I certainly agree that obstetrics has saved some lives that would have otherwise been lost. However, we cannot use that nor the fear of death as an excuse for the mistreatment women, babies, and families currently deal with in the system. In many cases. when presented with an unknown, watching and waiting is less deadly than the "well, we must do SOMETHING ANYTHING" attitude so prevalent in modern medicine. (Certainly we've all heard the scares regarding the current radiation levels we're subjected to with unnecessary ct scans and x-rays? I've been x-rayed for a stomach virus and high fever before. Also, think of the current MRSA superbugs in hospitals due to over-prescribing antibiotics, and the chicken-pox vaccine leading to increased shingles cases. It's got to stop somewhere soon)

We need to stop being so fearful and take back our health. For the vast majority of women, pregnancy and birth are times of health. Your best bet - see a care provider who believes this to be true rather than a care provider who believes pregnancy and birth are times where something could go wrong at any time and you need careful monitoring.
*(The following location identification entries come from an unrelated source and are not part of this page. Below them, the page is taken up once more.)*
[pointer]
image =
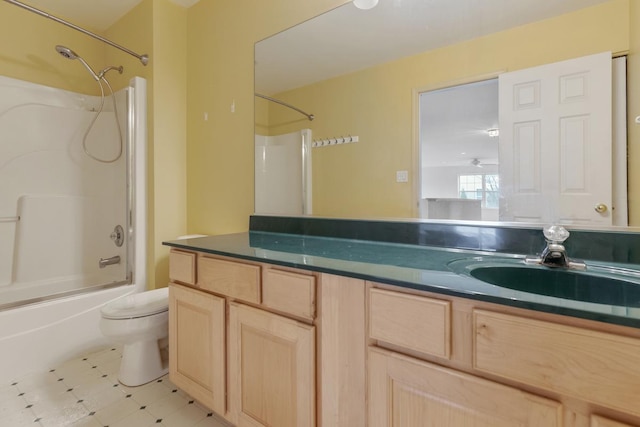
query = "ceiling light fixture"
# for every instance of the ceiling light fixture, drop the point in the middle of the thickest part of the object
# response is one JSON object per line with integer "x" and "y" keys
{"x": 365, "y": 4}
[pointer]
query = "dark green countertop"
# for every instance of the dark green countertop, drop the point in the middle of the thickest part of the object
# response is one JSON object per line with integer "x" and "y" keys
{"x": 412, "y": 266}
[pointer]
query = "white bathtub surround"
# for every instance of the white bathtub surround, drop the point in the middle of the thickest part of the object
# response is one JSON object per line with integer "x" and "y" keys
{"x": 66, "y": 207}
{"x": 84, "y": 391}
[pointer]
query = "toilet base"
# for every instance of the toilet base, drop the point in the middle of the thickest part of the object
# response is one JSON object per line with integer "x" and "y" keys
{"x": 142, "y": 362}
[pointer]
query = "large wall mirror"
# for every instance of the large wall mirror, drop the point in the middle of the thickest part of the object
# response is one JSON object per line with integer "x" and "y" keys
{"x": 449, "y": 110}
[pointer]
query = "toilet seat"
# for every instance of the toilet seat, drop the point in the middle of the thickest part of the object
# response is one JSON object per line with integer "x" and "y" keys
{"x": 133, "y": 306}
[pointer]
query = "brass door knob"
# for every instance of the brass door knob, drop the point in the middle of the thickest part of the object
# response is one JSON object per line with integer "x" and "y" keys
{"x": 601, "y": 208}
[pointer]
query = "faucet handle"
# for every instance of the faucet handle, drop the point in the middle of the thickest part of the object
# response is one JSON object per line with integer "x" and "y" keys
{"x": 555, "y": 233}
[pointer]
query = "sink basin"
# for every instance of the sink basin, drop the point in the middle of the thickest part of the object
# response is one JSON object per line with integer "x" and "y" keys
{"x": 596, "y": 285}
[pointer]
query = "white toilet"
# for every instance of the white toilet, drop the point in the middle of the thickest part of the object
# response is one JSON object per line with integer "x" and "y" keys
{"x": 141, "y": 323}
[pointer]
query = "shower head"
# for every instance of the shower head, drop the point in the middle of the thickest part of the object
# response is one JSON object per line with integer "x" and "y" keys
{"x": 119, "y": 69}
{"x": 66, "y": 52}
{"x": 69, "y": 54}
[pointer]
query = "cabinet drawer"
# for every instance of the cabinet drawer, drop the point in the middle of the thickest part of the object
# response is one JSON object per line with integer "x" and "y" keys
{"x": 182, "y": 267}
{"x": 598, "y": 421}
{"x": 233, "y": 279}
{"x": 597, "y": 367}
{"x": 413, "y": 322}
{"x": 289, "y": 292}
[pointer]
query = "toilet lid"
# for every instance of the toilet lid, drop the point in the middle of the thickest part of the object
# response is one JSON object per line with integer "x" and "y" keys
{"x": 137, "y": 305}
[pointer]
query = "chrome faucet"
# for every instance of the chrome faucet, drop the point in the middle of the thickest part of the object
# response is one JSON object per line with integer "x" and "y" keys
{"x": 109, "y": 261}
{"x": 555, "y": 254}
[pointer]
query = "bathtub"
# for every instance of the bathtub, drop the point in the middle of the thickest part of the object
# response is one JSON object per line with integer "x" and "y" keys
{"x": 37, "y": 332}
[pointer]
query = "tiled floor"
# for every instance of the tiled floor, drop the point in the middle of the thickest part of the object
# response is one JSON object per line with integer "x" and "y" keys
{"x": 85, "y": 392}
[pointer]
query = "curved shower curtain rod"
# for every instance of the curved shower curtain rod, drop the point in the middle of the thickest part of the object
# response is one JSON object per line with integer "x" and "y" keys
{"x": 277, "y": 101}
{"x": 143, "y": 58}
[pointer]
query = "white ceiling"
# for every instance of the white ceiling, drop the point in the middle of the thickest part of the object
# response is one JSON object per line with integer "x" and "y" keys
{"x": 348, "y": 39}
{"x": 92, "y": 14}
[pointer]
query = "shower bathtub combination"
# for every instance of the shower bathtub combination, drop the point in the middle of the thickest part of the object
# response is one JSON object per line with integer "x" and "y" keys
{"x": 72, "y": 216}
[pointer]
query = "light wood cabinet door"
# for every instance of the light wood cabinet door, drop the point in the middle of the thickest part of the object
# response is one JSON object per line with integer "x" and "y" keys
{"x": 196, "y": 345}
{"x": 271, "y": 369}
{"x": 406, "y": 392}
{"x": 598, "y": 421}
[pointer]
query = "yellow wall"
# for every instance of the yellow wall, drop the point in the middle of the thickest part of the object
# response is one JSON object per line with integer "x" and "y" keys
{"x": 358, "y": 180}
{"x": 27, "y": 51}
{"x": 158, "y": 28}
{"x": 633, "y": 99}
{"x": 221, "y": 36}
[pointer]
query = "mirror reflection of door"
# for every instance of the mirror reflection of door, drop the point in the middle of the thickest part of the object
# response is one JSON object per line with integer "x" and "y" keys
{"x": 459, "y": 152}
{"x": 559, "y": 153}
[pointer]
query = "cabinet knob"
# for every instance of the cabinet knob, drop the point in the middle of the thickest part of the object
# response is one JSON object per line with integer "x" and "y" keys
{"x": 601, "y": 208}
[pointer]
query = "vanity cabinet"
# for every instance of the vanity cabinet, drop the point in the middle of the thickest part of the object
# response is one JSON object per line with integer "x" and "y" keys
{"x": 271, "y": 369}
{"x": 197, "y": 345}
{"x": 459, "y": 362}
{"x": 264, "y": 345}
{"x": 406, "y": 392}
{"x": 267, "y": 346}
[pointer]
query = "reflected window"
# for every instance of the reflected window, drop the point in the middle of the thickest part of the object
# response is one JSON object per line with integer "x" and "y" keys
{"x": 483, "y": 187}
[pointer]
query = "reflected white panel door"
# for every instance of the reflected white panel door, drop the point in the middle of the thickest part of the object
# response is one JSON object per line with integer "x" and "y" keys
{"x": 555, "y": 142}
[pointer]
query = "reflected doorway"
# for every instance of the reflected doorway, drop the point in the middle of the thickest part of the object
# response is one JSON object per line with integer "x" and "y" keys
{"x": 459, "y": 140}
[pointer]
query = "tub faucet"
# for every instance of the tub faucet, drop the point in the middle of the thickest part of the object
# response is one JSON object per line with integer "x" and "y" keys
{"x": 554, "y": 254}
{"x": 109, "y": 261}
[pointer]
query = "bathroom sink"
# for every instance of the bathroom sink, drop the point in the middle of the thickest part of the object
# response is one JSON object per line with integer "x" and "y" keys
{"x": 599, "y": 285}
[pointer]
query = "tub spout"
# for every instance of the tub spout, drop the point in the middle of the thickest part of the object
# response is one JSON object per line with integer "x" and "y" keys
{"x": 109, "y": 261}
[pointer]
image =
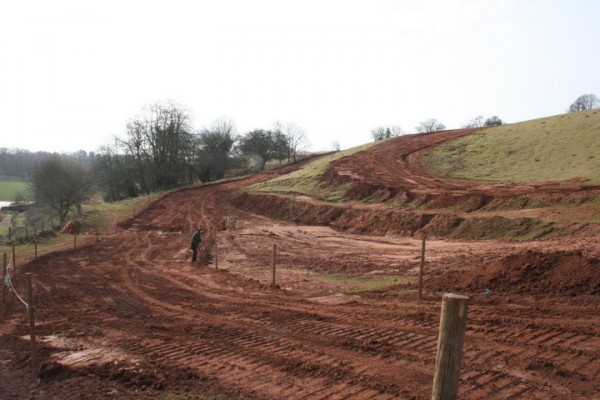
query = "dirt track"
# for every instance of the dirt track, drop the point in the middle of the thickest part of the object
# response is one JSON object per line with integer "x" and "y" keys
{"x": 131, "y": 317}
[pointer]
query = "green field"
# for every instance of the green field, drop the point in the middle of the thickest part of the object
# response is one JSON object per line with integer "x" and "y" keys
{"x": 10, "y": 187}
{"x": 306, "y": 180}
{"x": 558, "y": 148}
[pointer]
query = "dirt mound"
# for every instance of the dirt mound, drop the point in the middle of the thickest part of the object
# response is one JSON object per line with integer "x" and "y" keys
{"x": 377, "y": 221}
{"x": 531, "y": 272}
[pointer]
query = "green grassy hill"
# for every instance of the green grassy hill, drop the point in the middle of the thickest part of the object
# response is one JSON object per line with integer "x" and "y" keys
{"x": 10, "y": 187}
{"x": 556, "y": 148}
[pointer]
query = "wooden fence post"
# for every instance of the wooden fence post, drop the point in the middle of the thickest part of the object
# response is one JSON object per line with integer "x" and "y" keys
{"x": 216, "y": 253}
{"x": 3, "y": 278}
{"x": 31, "y": 323}
{"x": 14, "y": 262}
{"x": 453, "y": 321}
{"x": 421, "y": 269}
{"x": 274, "y": 263}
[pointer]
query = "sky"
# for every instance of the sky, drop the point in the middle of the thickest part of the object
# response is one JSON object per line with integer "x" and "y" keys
{"x": 72, "y": 73}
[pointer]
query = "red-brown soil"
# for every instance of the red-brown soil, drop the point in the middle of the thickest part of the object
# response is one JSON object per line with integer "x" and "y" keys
{"x": 131, "y": 317}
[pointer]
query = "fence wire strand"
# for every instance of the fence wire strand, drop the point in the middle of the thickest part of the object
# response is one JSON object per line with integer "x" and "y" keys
{"x": 8, "y": 283}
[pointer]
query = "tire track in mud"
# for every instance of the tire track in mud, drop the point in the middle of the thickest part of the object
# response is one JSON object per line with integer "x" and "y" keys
{"x": 495, "y": 383}
{"x": 133, "y": 294}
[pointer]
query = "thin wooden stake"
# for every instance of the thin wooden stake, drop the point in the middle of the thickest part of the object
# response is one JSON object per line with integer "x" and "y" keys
{"x": 421, "y": 269}
{"x": 14, "y": 262}
{"x": 216, "y": 253}
{"x": 453, "y": 321}
{"x": 3, "y": 278}
{"x": 31, "y": 323}
{"x": 274, "y": 263}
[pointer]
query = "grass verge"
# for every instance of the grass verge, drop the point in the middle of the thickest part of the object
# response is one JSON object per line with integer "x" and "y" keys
{"x": 352, "y": 284}
{"x": 307, "y": 180}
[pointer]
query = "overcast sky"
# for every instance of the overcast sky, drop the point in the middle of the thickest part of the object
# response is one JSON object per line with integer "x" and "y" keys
{"x": 73, "y": 72}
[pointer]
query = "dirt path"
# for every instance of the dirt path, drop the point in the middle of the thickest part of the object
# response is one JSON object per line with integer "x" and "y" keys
{"x": 132, "y": 317}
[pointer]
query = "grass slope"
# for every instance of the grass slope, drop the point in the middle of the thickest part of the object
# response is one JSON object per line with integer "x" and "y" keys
{"x": 556, "y": 148}
{"x": 10, "y": 187}
{"x": 306, "y": 180}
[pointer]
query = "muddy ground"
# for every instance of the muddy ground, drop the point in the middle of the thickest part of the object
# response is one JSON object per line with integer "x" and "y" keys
{"x": 130, "y": 316}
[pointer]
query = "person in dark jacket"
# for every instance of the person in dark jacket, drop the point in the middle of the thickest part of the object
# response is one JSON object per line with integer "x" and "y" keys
{"x": 196, "y": 240}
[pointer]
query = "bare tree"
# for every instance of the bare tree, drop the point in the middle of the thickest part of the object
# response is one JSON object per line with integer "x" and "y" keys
{"x": 215, "y": 145}
{"x": 585, "y": 102}
{"x": 267, "y": 145}
{"x": 160, "y": 140}
{"x": 386, "y": 132}
{"x": 476, "y": 122}
{"x": 493, "y": 121}
{"x": 430, "y": 125}
{"x": 60, "y": 184}
{"x": 296, "y": 137}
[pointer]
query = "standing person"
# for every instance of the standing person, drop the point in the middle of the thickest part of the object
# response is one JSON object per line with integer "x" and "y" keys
{"x": 196, "y": 240}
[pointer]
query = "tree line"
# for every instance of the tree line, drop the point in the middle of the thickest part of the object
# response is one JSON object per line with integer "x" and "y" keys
{"x": 160, "y": 151}
{"x": 582, "y": 103}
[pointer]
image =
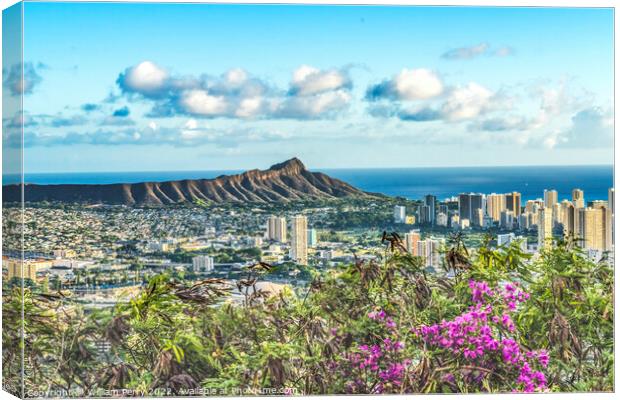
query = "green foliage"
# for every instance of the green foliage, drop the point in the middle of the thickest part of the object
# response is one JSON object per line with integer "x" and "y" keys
{"x": 174, "y": 337}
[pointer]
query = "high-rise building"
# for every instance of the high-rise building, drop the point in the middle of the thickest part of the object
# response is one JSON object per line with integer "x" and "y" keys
{"x": 299, "y": 239}
{"x": 428, "y": 249}
{"x": 578, "y": 200}
{"x": 505, "y": 239}
{"x": 557, "y": 214}
{"x": 545, "y": 227}
{"x": 496, "y": 203}
{"x": 611, "y": 199}
{"x": 595, "y": 228}
{"x": 478, "y": 217}
{"x": 400, "y": 214}
{"x": 202, "y": 263}
{"x": 468, "y": 204}
{"x": 513, "y": 203}
{"x": 507, "y": 219}
{"x": 464, "y": 206}
{"x": 276, "y": 229}
{"x": 525, "y": 220}
{"x": 533, "y": 206}
{"x": 442, "y": 219}
{"x": 551, "y": 197}
{"x": 312, "y": 238}
{"x": 429, "y": 201}
{"x": 568, "y": 216}
{"x": 411, "y": 241}
{"x": 424, "y": 214}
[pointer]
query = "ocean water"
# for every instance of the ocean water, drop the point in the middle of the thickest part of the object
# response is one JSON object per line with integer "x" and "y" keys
{"x": 411, "y": 183}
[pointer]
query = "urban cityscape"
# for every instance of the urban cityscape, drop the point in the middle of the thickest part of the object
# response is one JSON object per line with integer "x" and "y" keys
{"x": 121, "y": 247}
{"x": 450, "y": 229}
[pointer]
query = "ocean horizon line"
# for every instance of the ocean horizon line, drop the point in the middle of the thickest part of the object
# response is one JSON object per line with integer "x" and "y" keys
{"x": 317, "y": 169}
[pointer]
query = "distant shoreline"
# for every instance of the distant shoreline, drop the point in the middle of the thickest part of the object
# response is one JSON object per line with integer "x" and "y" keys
{"x": 411, "y": 183}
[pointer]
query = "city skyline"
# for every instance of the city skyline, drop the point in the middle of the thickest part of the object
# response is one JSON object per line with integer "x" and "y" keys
{"x": 222, "y": 90}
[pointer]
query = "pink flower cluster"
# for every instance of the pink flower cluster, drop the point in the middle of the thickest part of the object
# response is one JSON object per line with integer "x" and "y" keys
{"x": 383, "y": 363}
{"x": 481, "y": 336}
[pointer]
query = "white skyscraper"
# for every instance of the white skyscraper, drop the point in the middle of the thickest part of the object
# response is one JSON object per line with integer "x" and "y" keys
{"x": 545, "y": 227}
{"x": 312, "y": 237}
{"x": 299, "y": 239}
{"x": 202, "y": 263}
{"x": 551, "y": 197}
{"x": 400, "y": 214}
{"x": 276, "y": 229}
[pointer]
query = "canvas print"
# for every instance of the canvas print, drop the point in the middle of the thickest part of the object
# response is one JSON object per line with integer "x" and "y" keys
{"x": 239, "y": 200}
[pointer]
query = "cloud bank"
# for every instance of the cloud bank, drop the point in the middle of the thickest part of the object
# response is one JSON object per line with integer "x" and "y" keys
{"x": 312, "y": 93}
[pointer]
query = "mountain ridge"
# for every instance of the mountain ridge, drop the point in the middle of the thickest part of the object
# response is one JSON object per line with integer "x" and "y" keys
{"x": 282, "y": 182}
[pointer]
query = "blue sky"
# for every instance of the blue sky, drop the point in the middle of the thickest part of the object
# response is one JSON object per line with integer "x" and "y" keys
{"x": 118, "y": 87}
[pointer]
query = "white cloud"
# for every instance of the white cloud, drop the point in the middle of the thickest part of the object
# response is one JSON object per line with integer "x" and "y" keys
{"x": 408, "y": 85}
{"x": 466, "y": 53}
{"x": 308, "y": 80}
{"x": 415, "y": 84}
{"x": 249, "y": 107}
{"x": 200, "y": 102}
{"x": 236, "y": 76}
{"x": 591, "y": 127}
{"x": 145, "y": 78}
{"x": 466, "y": 102}
{"x": 326, "y": 103}
{"x": 312, "y": 93}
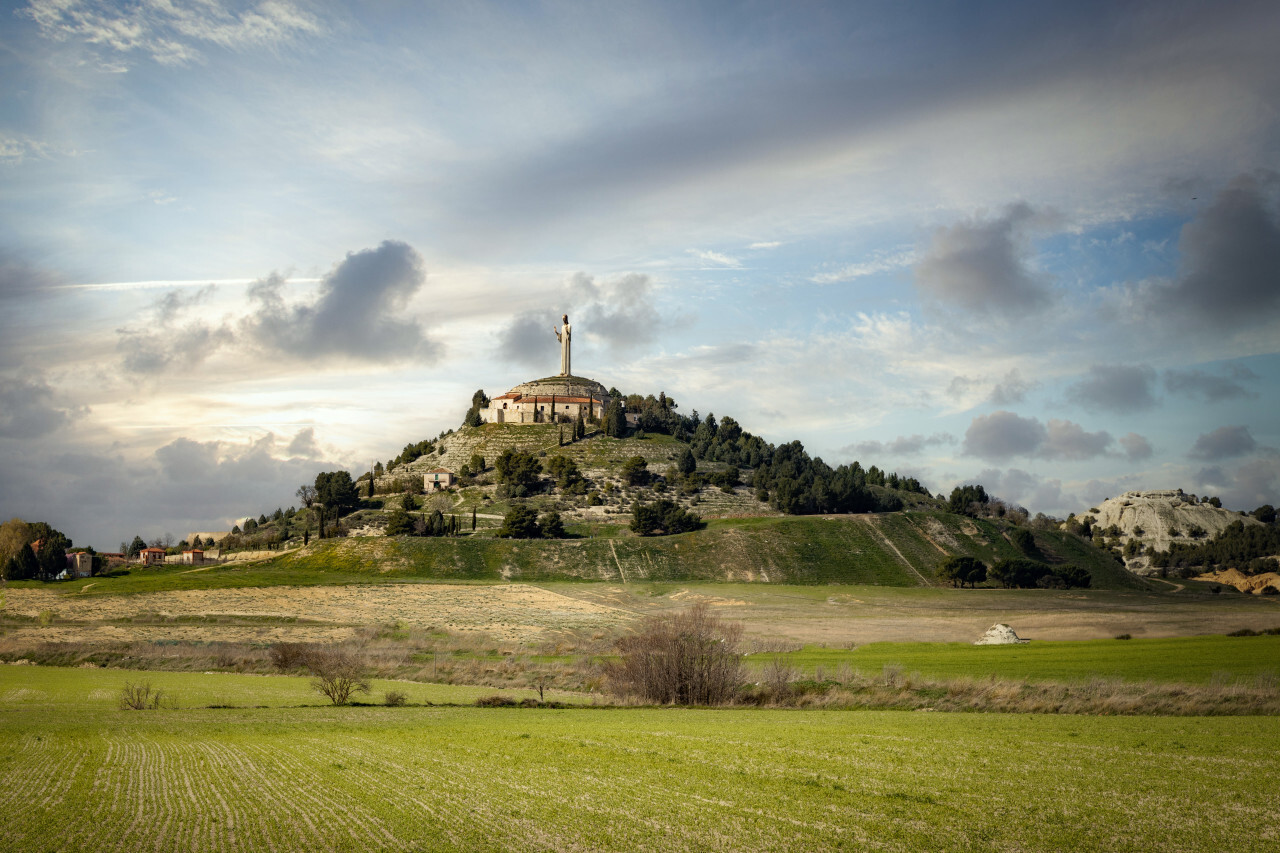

Ask your WHY? questions and get second opinions. Loose the "all that matters is a healthy baby" mantra.

New book - look out for similar titles!

Just came across a new book in our local library titled The Birth Partner Handbook.

Do not be confused!!!!

This is not The Birth Partner!

I highly recommend The Birth Partner. This new one (by a different author), not so much at all. Very much in the vein of whatever the doctor says must be right.

Educate yourself and get The Birth Partner instead!